Thursday, July 8, 2021

How Might Politics Impact NC's County COVID Vaccination Percentages?

By Michael Bitzer

As with many things nowadays, partisanship and polarization has infected many aspects of our society; not just our political lives, but things that 'normally' one might consider apolitical. With the intensity of what we see in our polarized environment, pretty much any issue, especially those seen as a public policy, becomes framed in partisan dimensions. 

Recently, political scientist Seth Masket at the University of Denver noted that the relationship between how a state voted in the 2020 presidential election and its percentage of adults who have received at least one COVID vaccine is "remarkably strong," at a level of 0.85 correlation which is something social scientists "almost never see this high a correlation between variables." This relationship was also found by another political scientist, Tom Pepinsky, regarding county-level data.

In fact, Masket found that vaccination rates are a "better predictor" of state voting patterns than what we normally think of as predictive (read, in statistical language, independent) variables such as race, education, or other demographic factors. 

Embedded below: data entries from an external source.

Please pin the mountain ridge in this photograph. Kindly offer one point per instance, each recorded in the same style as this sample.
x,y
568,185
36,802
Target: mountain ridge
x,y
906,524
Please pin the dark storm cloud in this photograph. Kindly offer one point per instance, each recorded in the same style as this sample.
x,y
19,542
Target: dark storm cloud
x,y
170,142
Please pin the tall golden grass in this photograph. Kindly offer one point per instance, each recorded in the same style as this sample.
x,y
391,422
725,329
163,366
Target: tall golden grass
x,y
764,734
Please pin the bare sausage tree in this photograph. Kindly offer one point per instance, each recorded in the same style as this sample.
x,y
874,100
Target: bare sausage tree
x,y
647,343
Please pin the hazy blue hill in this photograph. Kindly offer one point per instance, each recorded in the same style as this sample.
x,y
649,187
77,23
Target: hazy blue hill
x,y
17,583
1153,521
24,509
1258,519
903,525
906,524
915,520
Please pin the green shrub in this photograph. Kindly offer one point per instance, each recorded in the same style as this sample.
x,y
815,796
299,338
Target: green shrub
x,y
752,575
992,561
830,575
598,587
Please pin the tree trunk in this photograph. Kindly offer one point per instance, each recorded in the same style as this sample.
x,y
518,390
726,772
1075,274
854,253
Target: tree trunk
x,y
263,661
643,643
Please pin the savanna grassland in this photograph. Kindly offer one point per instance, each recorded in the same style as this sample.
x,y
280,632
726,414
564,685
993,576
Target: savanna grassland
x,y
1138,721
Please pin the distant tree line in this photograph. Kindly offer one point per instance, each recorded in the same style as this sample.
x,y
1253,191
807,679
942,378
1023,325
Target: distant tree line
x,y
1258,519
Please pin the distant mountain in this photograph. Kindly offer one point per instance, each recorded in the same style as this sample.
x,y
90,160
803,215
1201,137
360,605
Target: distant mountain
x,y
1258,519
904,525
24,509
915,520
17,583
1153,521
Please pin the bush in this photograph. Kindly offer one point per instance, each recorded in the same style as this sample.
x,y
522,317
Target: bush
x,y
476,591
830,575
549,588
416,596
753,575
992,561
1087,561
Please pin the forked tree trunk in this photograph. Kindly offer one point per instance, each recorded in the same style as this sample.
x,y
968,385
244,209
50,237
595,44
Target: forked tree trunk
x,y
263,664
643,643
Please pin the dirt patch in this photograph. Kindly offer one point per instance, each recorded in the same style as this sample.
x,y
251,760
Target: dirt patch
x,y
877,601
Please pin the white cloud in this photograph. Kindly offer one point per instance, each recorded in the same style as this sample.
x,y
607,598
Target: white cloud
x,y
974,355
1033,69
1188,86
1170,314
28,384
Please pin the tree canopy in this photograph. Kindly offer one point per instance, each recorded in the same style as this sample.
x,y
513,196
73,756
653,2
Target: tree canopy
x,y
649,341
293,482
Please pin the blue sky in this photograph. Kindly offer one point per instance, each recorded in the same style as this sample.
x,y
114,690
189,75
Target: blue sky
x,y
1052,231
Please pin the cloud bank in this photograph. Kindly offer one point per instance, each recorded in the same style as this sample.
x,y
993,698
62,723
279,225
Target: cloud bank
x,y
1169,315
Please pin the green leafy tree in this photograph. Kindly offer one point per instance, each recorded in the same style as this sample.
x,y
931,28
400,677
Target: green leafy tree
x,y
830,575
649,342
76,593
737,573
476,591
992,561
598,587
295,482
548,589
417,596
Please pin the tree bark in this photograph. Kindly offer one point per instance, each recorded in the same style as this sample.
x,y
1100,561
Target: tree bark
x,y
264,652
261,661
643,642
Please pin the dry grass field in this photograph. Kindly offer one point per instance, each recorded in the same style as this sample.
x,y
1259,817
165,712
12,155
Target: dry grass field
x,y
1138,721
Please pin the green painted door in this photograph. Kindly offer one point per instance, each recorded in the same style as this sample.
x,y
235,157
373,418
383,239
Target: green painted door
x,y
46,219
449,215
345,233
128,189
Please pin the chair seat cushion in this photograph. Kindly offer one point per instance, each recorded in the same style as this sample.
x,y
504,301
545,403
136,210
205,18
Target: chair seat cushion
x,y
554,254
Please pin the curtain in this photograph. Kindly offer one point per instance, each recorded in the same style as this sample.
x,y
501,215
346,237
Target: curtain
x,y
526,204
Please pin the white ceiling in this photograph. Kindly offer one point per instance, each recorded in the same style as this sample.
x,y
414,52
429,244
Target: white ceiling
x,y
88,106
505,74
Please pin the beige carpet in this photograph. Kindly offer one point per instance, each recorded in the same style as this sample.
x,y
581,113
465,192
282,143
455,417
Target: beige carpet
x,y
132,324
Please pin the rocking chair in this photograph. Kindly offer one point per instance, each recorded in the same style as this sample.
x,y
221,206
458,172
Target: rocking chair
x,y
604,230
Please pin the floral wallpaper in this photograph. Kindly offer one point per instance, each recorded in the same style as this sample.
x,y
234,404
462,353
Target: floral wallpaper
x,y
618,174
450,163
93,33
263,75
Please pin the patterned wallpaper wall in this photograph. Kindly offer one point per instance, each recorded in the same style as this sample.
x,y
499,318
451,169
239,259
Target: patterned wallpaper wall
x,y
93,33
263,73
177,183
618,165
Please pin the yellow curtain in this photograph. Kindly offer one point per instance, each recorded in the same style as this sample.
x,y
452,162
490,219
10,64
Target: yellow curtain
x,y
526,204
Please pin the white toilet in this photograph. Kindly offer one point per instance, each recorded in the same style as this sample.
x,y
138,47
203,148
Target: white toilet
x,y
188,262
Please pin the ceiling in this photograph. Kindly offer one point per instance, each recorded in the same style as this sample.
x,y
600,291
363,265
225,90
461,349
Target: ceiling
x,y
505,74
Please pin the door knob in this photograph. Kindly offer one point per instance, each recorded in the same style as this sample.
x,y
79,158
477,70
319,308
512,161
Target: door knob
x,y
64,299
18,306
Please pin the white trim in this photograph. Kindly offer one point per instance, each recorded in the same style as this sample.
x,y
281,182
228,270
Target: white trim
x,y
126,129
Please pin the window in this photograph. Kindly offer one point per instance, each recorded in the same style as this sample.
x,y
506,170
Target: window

Beyond just analyzing the fifty states, Masket analyzed Colorado's counties to evaluate the role of vaccination and voting patterns in 2020, and found another remarkable correlation/relationship between the two (at 0.835, where a 1.0 would mean the two variables are identical in their relationship and that one variable perfectly explains the other variable).

For those of us who study state politics and are interested in a particular state, this type of analysis is fairly simple: take the 2020 county-level election results (say, the 100 counties of North Carolina and their vote for Trump) and the vaccination rates by counties and see how the two numbers relate to each other.